‘Without prejudice’ conversations are a human resources hotspot. What can be said freely in the lead-up to an employee’s termination without fear of it being repeated during a tribunal hearing is, at best, confusing.
But what about where the employer is prevented at tribunal from referring to discussions which it did not think were properly without prejudice? (Those relaxed conversations which were not influenced by the threat of an impending tribunal claim, for instance?) The Employment Appeal Tribunal (EAT) has highlighted how details of the most amicable discussions where there is no actual dispute can be inadmissible in evidence.
In a recent case, Ms Portnykh was dismissed for gross misconduct. There were then some negotiations between her and her employer about whether redundancy could be the reason for her dismissal and a draft compromise agreement was prepared. When these negotiations broke down she brought an unfair dismissal claim.

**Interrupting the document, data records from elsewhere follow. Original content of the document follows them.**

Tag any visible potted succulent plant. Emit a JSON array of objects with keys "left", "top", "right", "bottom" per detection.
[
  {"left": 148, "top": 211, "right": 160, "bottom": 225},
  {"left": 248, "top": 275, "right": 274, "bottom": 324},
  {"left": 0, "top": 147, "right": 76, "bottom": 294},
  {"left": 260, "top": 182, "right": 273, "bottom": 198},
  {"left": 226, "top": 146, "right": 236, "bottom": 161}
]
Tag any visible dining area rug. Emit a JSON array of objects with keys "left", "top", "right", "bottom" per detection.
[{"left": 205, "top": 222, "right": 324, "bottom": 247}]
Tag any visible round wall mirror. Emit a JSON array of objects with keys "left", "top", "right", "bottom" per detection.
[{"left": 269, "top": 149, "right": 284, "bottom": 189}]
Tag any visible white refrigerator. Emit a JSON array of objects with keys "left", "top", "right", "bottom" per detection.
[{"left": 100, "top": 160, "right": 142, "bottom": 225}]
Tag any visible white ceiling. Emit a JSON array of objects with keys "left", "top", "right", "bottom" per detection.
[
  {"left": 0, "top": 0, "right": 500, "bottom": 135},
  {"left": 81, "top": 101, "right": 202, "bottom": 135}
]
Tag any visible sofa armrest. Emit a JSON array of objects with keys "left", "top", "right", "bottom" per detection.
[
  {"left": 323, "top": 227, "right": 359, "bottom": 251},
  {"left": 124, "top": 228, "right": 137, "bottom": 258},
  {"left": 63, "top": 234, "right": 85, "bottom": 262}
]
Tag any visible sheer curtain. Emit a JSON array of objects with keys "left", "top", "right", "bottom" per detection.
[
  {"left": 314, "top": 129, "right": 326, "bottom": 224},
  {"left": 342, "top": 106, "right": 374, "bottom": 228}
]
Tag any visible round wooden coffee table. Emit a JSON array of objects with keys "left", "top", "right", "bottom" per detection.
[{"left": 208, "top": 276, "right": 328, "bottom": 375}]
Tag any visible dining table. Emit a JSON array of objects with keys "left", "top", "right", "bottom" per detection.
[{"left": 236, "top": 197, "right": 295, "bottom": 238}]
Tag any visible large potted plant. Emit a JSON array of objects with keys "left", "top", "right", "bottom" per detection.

One of the issues was whether correspondence relating to the negotiations and marked ‘without prejudice’ could be referred to during the claim. Her employer wanted to rely on that correspondence in its defence but Ms Portnykh argued – successfully – that it was inadmissible.
The EAT held that there does not have to be an ‘actual’ dispute between the parties in order for discussions to be truly without prejudice; the rule can apply where there is a ‘potential’ dispute too. And there doesn’t have to be a claim in progress or a hostile environment in order for there to be a ‘dispute’. It’s enough that there is the potential for litigation.
In this case, discussions about redundancy and ex-gratia payments clearly pointed towards there being either a dispute or a potential dispute.